Après avoir exploré l'obsession des Québécois pour la consommation, notre chroniqueur est allé dénicher quelques «extraterrestres» qui savent distinguer leurs besoins de leurs désirs.

Joindre les deux bouts sans difficulté, en cette ère où tout-le-monde-est-pris-à-la-gorge? Ça se fait. Il y a des gens qui «arrivent», et facilement, en plus. Je le sais, je leur ai parlé.

Ils s'appellent Hugo, Martine, Fabienne, Philippe. Ils ont tous un point en commun. Ils dépensent peu. Pas de folies. Contrôle des dépenses rigoureux.
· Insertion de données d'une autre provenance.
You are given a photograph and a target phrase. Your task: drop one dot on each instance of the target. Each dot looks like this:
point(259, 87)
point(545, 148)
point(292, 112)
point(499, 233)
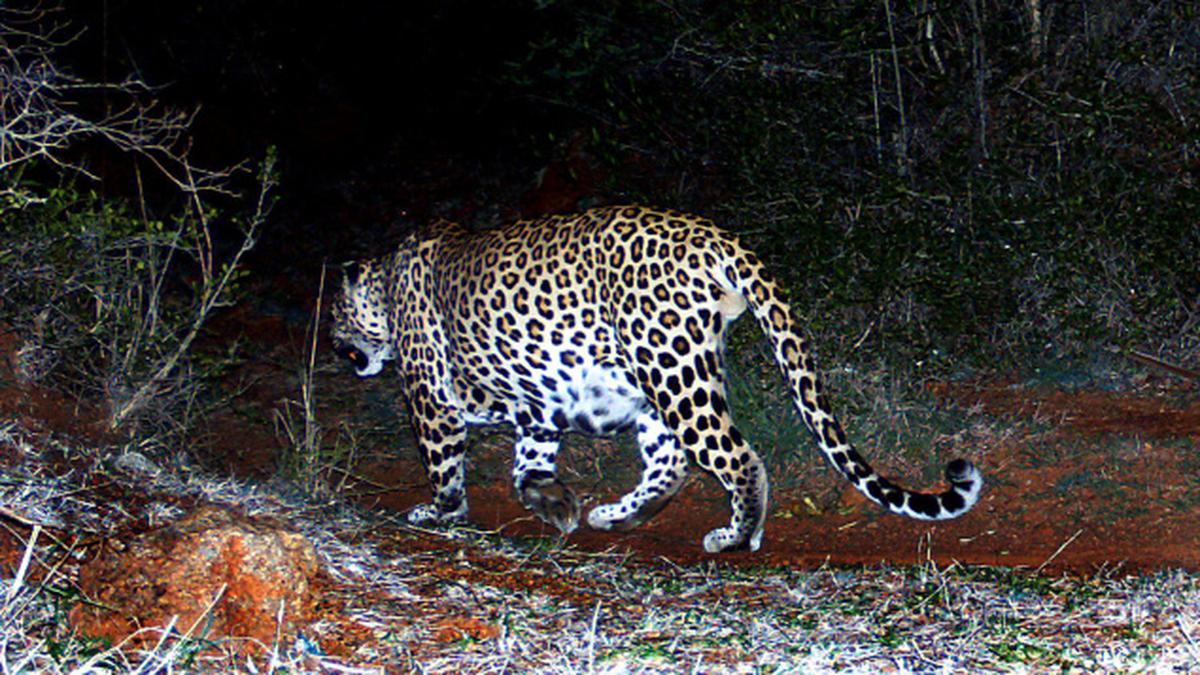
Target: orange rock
point(220, 573)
Ai-je dit un seul point en commun?

En y repensant, c'est plutôt deux.

Je résume le second trait commun de ces quatre-là grossièrement: ils savent distinguer leurs besoins de leurs désirs.

Ça, c'est plus compliqué. Parce que ça ne demande pas qu'un budget mensuel, ça ne demande pas qu'une calculatrice. Ça demande quelque chose comme une autre conception de soi, de la vie. Peut-être même du bonheur...

Martine Thibault, 39 ans, a quatre garçons de 5, 7, 14 et 16 ans. Elle travaille à temps partiel, elle est la femme à temps plein d'un technicien en téléphonie. Ils habitent quelque part entre Montréal et Québec.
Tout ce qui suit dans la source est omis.